Hermann Röchling hat als Stahlindustrieller über Jahrzehnte hinweg das deutsch-französische Verhältnis polarisiert und blieb über seinen Tod hinaus umstritten. Er kam am 12. November 1872 als elftes von vierzehn Kindern in Saarbrücken zur Welt. Sein Vater Carl hatte 1881 im benachbarten Völklingen eine brachliegende Eisenhütte gekauft und zu einem der ertragsstärksten Industrieunternehmen Europas ausgebaut.

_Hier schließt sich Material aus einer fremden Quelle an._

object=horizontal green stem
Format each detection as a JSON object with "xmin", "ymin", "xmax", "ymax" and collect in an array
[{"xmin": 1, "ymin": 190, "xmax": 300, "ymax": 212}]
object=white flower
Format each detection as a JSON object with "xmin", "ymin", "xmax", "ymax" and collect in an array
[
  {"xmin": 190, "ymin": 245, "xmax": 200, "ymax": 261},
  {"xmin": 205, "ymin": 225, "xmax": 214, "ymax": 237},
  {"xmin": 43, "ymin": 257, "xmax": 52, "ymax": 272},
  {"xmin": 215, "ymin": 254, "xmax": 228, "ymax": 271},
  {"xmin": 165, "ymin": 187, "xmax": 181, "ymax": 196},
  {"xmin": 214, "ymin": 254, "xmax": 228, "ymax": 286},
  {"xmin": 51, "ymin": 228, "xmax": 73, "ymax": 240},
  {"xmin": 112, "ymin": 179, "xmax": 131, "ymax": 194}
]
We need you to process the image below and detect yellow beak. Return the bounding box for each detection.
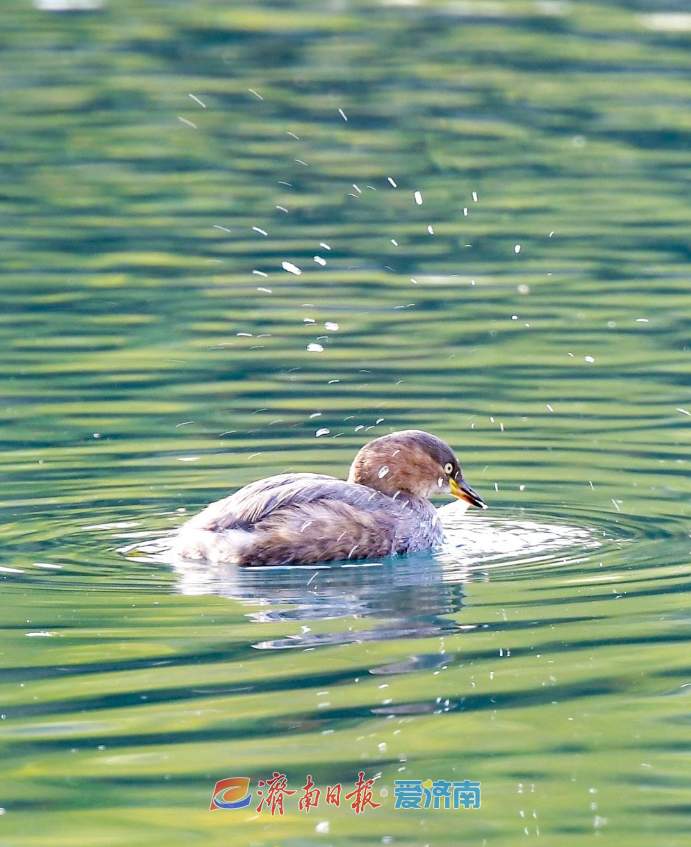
[449,477,487,509]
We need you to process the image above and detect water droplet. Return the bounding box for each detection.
[282,261,302,275]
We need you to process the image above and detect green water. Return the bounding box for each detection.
[1,1,690,844]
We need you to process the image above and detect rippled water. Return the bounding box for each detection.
[2,1,690,845]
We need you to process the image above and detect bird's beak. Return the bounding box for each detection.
[449,477,487,509]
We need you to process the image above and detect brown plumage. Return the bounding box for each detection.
[173,430,486,566]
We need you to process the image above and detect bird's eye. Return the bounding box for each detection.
[444,462,454,475]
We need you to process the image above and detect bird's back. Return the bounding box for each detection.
[174,472,443,566]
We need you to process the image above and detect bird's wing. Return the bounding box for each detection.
[184,473,391,532]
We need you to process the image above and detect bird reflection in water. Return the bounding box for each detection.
[170,550,476,650]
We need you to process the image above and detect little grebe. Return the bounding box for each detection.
[173,429,486,566]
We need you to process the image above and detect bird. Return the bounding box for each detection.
[173,429,486,567]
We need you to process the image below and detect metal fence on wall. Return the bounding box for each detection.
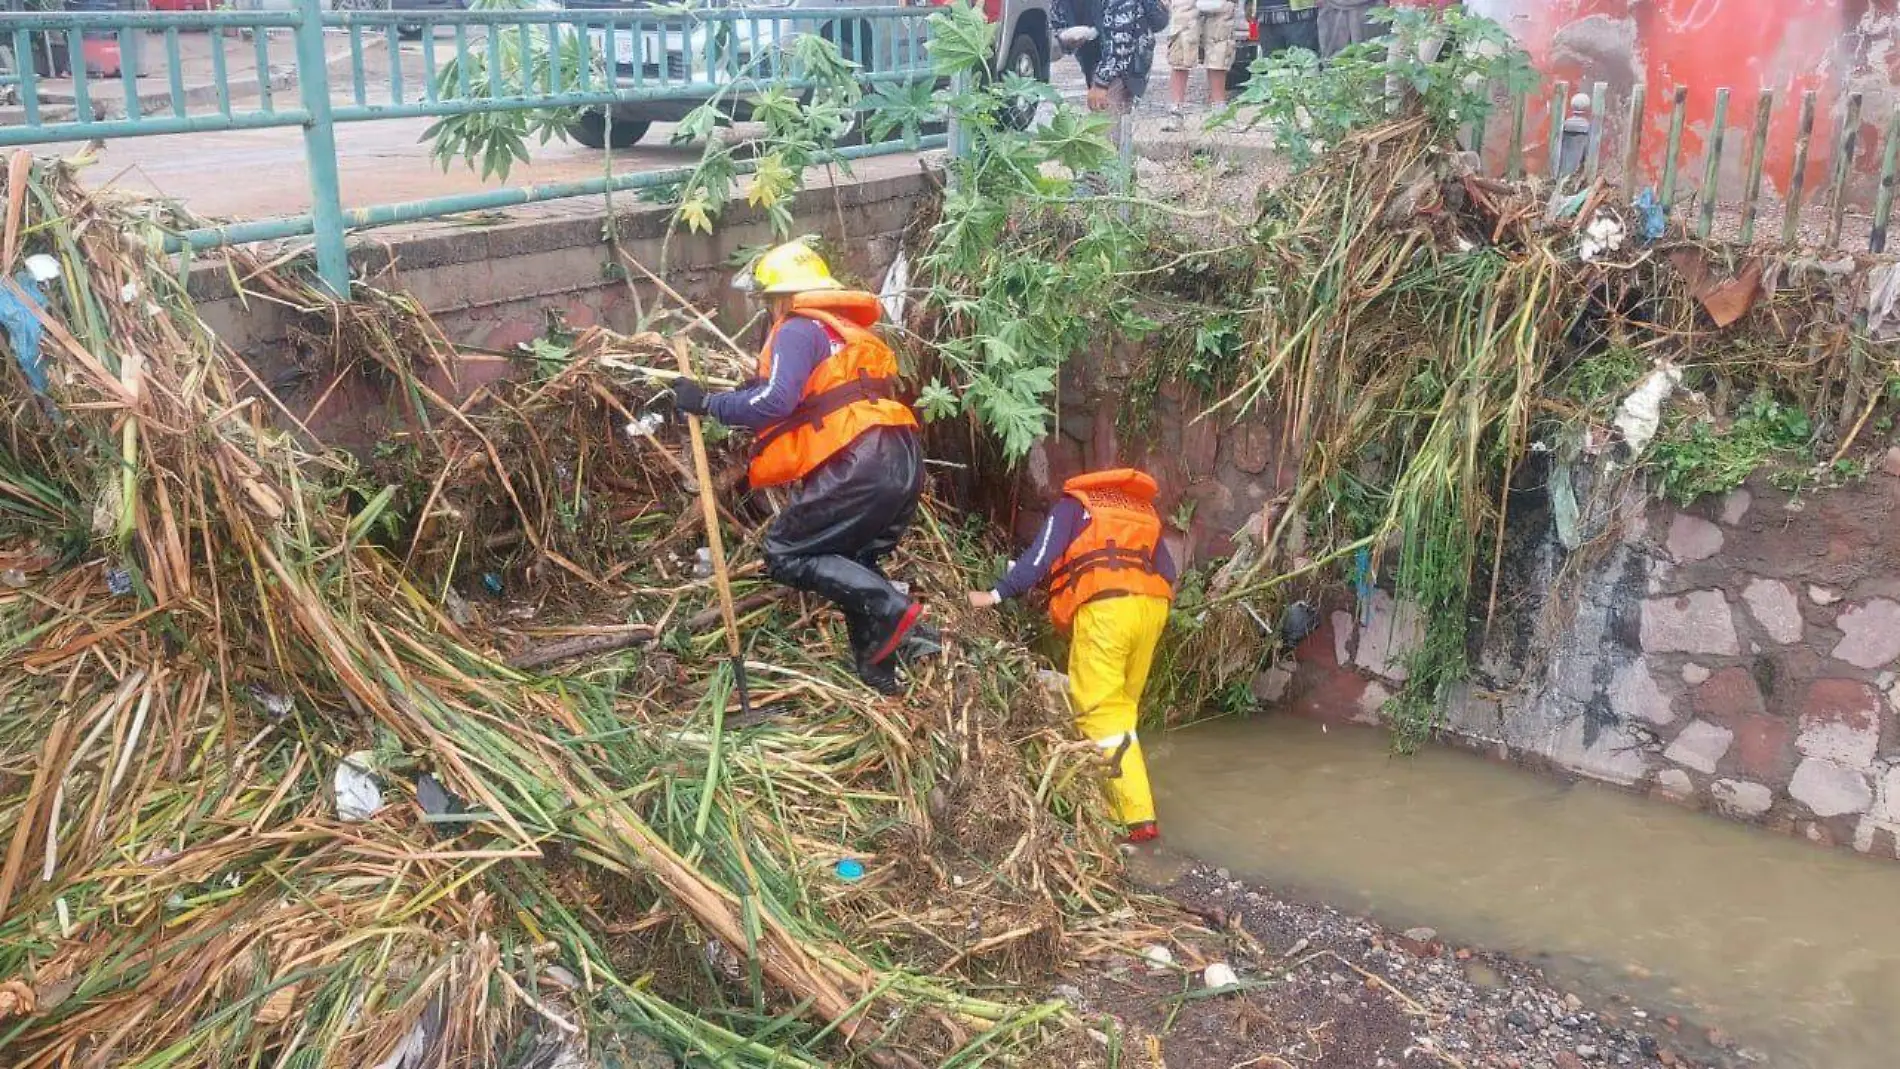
[1486,79,1900,255]
[0,0,943,295]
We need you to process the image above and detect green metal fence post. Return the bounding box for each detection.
[294,0,350,296]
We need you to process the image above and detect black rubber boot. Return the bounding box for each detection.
[846,612,904,695]
[893,621,942,664]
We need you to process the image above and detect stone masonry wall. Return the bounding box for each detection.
[1288,472,1900,862]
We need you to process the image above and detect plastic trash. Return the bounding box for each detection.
[1613,365,1682,457]
[246,684,294,719]
[334,752,384,822]
[879,248,909,324]
[105,567,132,596]
[442,586,474,627]
[1056,25,1098,50]
[1203,962,1240,989]
[1633,188,1667,242]
[481,573,504,596]
[1279,600,1320,649]
[693,546,714,579]
[23,254,59,283]
[1580,213,1626,263]
[834,858,866,881]
[1141,944,1175,970]
[0,273,48,396]
[368,996,443,1069]
[415,772,465,817]
[624,411,665,439]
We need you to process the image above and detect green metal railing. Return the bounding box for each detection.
[0,0,942,295]
[1487,79,1900,254]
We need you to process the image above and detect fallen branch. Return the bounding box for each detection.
[505,591,783,670]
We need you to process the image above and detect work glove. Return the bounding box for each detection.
[670,377,709,417]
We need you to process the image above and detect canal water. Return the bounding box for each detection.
[1148,716,1900,1069]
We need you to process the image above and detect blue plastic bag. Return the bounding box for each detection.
[0,273,46,396]
[1633,187,1668,243]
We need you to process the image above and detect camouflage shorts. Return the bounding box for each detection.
[1166,0,1237,71]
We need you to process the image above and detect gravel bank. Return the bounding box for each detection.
[1064,856,1740,1069]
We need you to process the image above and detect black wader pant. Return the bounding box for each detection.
[762,426,923,662]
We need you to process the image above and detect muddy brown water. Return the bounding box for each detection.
[1148,716,1900,1069]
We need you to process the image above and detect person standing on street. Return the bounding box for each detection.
[966,468,1178,843]
[1161,0,1235,131]
[1318,0,1461,61]
[1316,0,1382,59]
[1054,0,1168,145]
[669,241,936,695]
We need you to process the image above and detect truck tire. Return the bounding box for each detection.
[568,109,651,150]
[997,31,1045,130]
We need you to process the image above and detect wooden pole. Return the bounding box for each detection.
[674,337,744,658]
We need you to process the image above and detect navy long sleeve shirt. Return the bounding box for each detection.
[704,317,833,431]
[993,497,1178,600]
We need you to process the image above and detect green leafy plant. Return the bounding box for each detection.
[1650,393,1815,505]
[1553,346,1646,411]
[423,0,598,181]
[1212,8,1535,168]
[669,32,873,237]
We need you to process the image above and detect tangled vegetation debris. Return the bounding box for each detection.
[419,2,1900,753]
[0,159,1176,1066]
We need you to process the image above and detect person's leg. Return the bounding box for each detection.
[1166,68,1191,126]
[1352,3,1384,45]
[1316,7,1351,59]
[1202,7,1234,108]
[851,430,922,572]
[1111,594,1171,835]
[1164,0,1197,130]
[1069,597,1159,833]
[762,429,924,678]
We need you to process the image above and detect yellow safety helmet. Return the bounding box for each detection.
[750,240,842,295]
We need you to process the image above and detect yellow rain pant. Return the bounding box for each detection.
[1068,593,1170,827]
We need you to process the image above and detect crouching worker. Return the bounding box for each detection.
[668,240,936,694]
[966,469,1177,842]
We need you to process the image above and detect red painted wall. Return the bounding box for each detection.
[1487,0,1890,200]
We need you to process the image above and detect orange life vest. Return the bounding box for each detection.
[1046,469,1175,631]
[747,290,919,489]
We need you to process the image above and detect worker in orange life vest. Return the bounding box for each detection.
[668,241,936,694]
[966,468,1177,842]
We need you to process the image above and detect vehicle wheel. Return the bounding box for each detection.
[568,109,651,150]
[996,32,1046,131]
[398,23,425,39]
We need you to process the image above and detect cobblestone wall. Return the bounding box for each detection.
[1294,472,1900,861]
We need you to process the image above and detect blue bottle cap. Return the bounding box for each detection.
[834,858,865,881]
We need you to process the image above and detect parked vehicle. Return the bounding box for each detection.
[561,0,1052,150]
[1226,0,1316,92]
[332,0,471,39]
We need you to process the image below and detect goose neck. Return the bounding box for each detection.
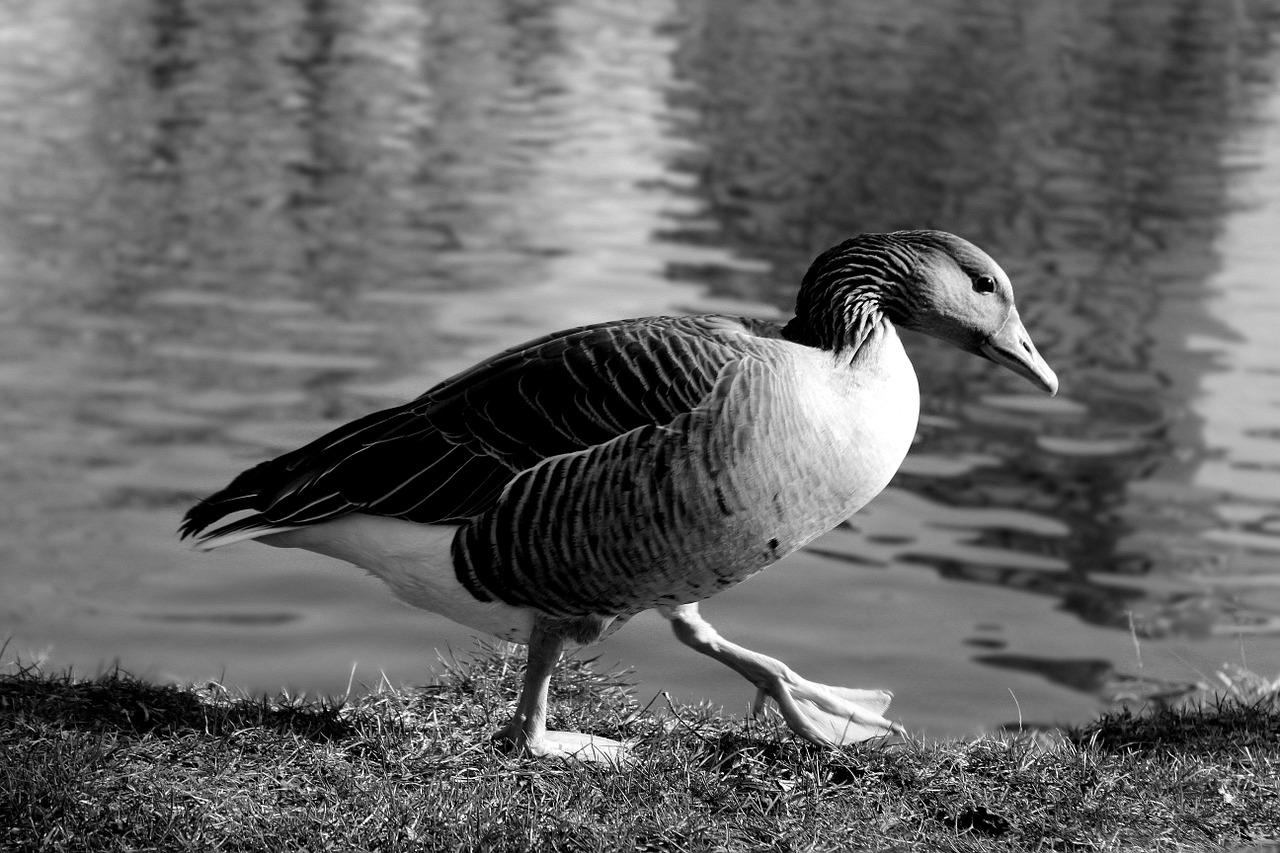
[782,288,892,362]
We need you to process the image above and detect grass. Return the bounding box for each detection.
[2,645,1278,852]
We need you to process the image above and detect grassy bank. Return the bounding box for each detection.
[2,648,1278,852]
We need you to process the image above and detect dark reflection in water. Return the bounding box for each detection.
[3,0,1280,736]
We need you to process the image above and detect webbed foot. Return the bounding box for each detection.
[751,676,904,745]
[493,723,631,765]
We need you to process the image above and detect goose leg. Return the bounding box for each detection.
[660,603,905,745]
[491,616,629,764]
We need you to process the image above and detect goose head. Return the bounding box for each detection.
[788,230,1058,395]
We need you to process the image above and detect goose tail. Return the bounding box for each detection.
[179,458,296,550]
[181,513,296,551]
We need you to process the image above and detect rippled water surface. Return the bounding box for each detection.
[4,0,1280,736]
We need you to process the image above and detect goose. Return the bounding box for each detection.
[180,230,1057,762]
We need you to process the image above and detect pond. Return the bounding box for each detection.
[3,0,1280,738]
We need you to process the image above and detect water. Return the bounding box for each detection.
[3,0,1280,737]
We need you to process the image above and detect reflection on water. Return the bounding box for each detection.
[3,0,1280,736]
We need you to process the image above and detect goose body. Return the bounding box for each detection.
[230,318,919,645]
[182,230,1057,760]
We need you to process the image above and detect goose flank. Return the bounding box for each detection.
[180,229,1058,761]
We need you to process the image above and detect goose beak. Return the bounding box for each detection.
[979,307,1058,395]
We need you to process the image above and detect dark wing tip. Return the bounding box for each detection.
[177,512,200,540]
[178,493,255,541]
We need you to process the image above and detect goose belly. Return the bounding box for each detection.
[259,516,537,642]
[661,401,918,601]
[649,338,921,603]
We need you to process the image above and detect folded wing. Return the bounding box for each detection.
[179,315,780,545]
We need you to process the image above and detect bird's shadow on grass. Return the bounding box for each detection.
[0,660,354,742]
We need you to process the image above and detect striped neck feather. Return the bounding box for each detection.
[782,235,920,356]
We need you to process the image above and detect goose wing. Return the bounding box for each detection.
[179,315,782,544]
[453,354,792,616]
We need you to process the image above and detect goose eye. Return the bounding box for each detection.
[973,275,997,294]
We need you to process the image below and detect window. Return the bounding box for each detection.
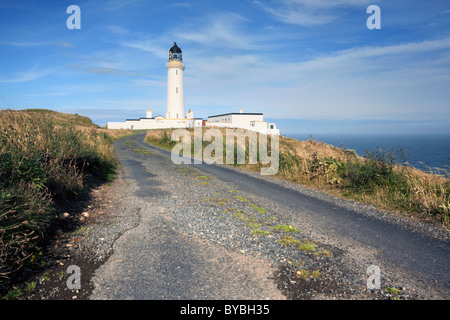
[176,87,178,93]
[176,69,178,75]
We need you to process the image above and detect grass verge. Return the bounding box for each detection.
[0,109,132,284]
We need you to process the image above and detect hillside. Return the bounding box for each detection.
[0,109,132,284]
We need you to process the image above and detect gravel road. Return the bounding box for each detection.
[86,132,449,300]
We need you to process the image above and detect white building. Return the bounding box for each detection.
[107,43,280,135]
[206,107,280,135]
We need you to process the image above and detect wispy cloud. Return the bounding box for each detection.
[172,12,262,50]
[120,38,168,59]
[55,41,74,49]
[26,92,68,97]
[67,64,145,76]
[0,67,53,83]
[107,25,131,36]
[254,0,365,26]
[185,37,450,120]
[3,41,75,48]
[4,41,49,47]
[103,0,144,11]
[132,79,166,87]
[167,2,192,9]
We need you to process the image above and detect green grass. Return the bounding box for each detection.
[234,212,244,219]
[248,203,266,214]
[299,242,316,252]
[132,148,154,155]
[251,230,271,236]
[296,269,321,280]
[246,222,261,229]
[273,224,300,233]
[276,235,301,246]
[235,196,250,202]
[385,287,403,295]
[318,249,332,257]
[3,288,23,300]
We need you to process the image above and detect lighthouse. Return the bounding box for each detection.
[107,42,279,135]
[166,42,185,119]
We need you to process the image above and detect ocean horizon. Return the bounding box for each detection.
[286,133,450,177]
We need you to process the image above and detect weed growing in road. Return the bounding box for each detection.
[249,203,266,214]
[234,212,244,219]
[252,229,271,236]
[247,222,261,229]
[296,269,321,280]
[273,224,300,233]
[132,148,154,155]
[235,196,249,202]
[318,249,333,257]
[299,242,316,252]
[276,235,301,246]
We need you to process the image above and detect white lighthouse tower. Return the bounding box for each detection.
[166,42,185,119]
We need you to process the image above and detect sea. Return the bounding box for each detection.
[286,133,450,177]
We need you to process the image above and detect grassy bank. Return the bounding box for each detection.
[145,128,449,228]
[0,109,132,280]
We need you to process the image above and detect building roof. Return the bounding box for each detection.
[169,42,182,53]
[126,117,203,121]
[208,112,263,118]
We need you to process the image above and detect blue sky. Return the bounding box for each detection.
[1,0,449,135]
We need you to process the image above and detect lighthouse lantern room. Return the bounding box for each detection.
[166,42,185,119]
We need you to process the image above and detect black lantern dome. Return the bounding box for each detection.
[169,42,182,61]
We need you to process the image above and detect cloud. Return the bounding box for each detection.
[55,41,74,48]
[26,92,68,97]
[184,37,450,121]
[67,64,145,76]
[0,67,53,83]
[4,41,49,47]
[167,2,192,8]
[132,79,166,87]
[172,12,261,50]
[254,0,365,26]
[107,25,131,36]
[120,37,168,59]
[3,41,75,48]
[103,0,144,11]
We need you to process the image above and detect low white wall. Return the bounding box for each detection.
[107,119,201,130]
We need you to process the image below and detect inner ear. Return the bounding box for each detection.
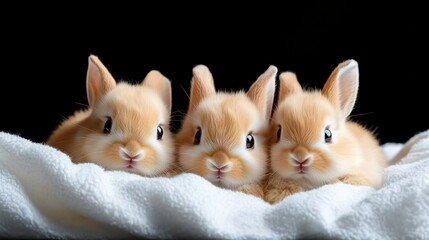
[322,59,359,118]
[86,55,116,107]
[246,65,277,120]
[187,65,216,115]
[278,71,302,103]
[142,70,172,114]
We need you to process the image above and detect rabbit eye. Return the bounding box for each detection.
[103,116,112,134]
[324,127,332,143]
[157,125,163,140]
[246,132,255,149]
[193,127,202,145]
[276,125,282,142]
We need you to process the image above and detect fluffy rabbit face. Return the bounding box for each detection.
[82,83,174,177]
[178,93,269,189]
[269,92,351,187]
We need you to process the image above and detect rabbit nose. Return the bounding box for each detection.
[119,148,145,161]
[207,151,232,172]
[288,146,313,166]
[119,140,145,161]
[290,156,313,166]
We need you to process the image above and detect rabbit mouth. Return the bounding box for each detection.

Seit 1898 leitet Hermann gemeinsam mit seinem Bruder Louis die Völklinger Hütte. Er führt eine Reihe technischer Neuerungen ein, darunter eine Benzolfabrik, die seit 1907 die Reststoffe der Kokerei für die chemische Industrie weiterverarbeitet. 1908 setzt Hermann Röchling gegen den Willen des noch lebenden Vaters die Entwicklung eines Schmelzofens für Elektrostahl durch. 1911 ist die Völklinger Hütte eines der ersten Eisenwerke, das die neue Technologie der Trockengasreinigung in großem Stil umsetzt, und der 1917 aufgeständerte Wasserhochbehälter gilt seinerzeit als eine der aufwändigsten Betonkonstruktionen weltweit.

Unter den Sozialeinrichtungen des Unternehmens wie dem werkseigenen Krankenhaus, dem Kindergarten und einem Altersheim fördert er besonders den sozialen Wohnungsbau. So leitet er persönlich die „Arbeiter-Baugenossenschaft Völklingen“ und treibt den Bau von Wohnhäusern für die Belegschaft voran. Wie sein Vater macht er erfolgreich Geschäfte mit den französischen Nachbarn und profiliert sich zugleich als glühender Verfechter deutsch-nationaler Interessen. Im Ersten Weltkrieg stellt er Elektrostahl zur Herstellung des ersten deutschen Stahlhelms zur Verfügung und produziert Granaten aus verschrotteten Industrieanlagen im teilbesetzten Frankreich. Ab 1933 setzt er sich vehement für den Anschluss des französisch dominierten Saargebiets an das Deutsche Reich ein, tritt 1935 der NSDAP bei, verfasst 1936 eine Denkschrift unter dem Titel „Gedanken über die Vorbereitung zum Kriege und seine Durchführung“, ist 1939 einer von 15 deutschen „Wehrwirtschaftsführern“ und steigt 1942 mit der Ernennung zum Reichsbeauftragten für Eisen und Stahl in die höchste Führungsriege der deutschen Rüstungsindustrie auf. Als Produzent von Geschützrohren und Stahlblechen für Flugzeuge stellt er massenhaft Zwangsarbeiter ein - überwiegend aus Russland und der Ukraine deportierte Zivilisten sowie französische, italienische und sowjetische Kriegsgefangene – und ahndet Verstöße gegen die „Arbeitsdisziplin“ in einem werkseigenen Straflager.

Zweimal, 1919 und 1949, wird er auf Betreiben Frankreichs als Kriegsverbrecher zu jeweils zehn Jahren Haft verurteilt. 1951 kommt er vorzeitig frei unter der Auflage, nie wieder einen Fuß in das Saarland zu setzen. Der anschließende Streit zwischen Frankreich und der Familie Röchling um Besitzansprüche an der Völklinger Hütte bringt 1955 fast die Ratifizierung der Pariser Verträge - und damit die Beendigung des Besatzungsregimes in Westdeutschland - zu Fall. Am 24. August desselben Jahres stirbt Hermann Röchling 82-jährig in Mannheim.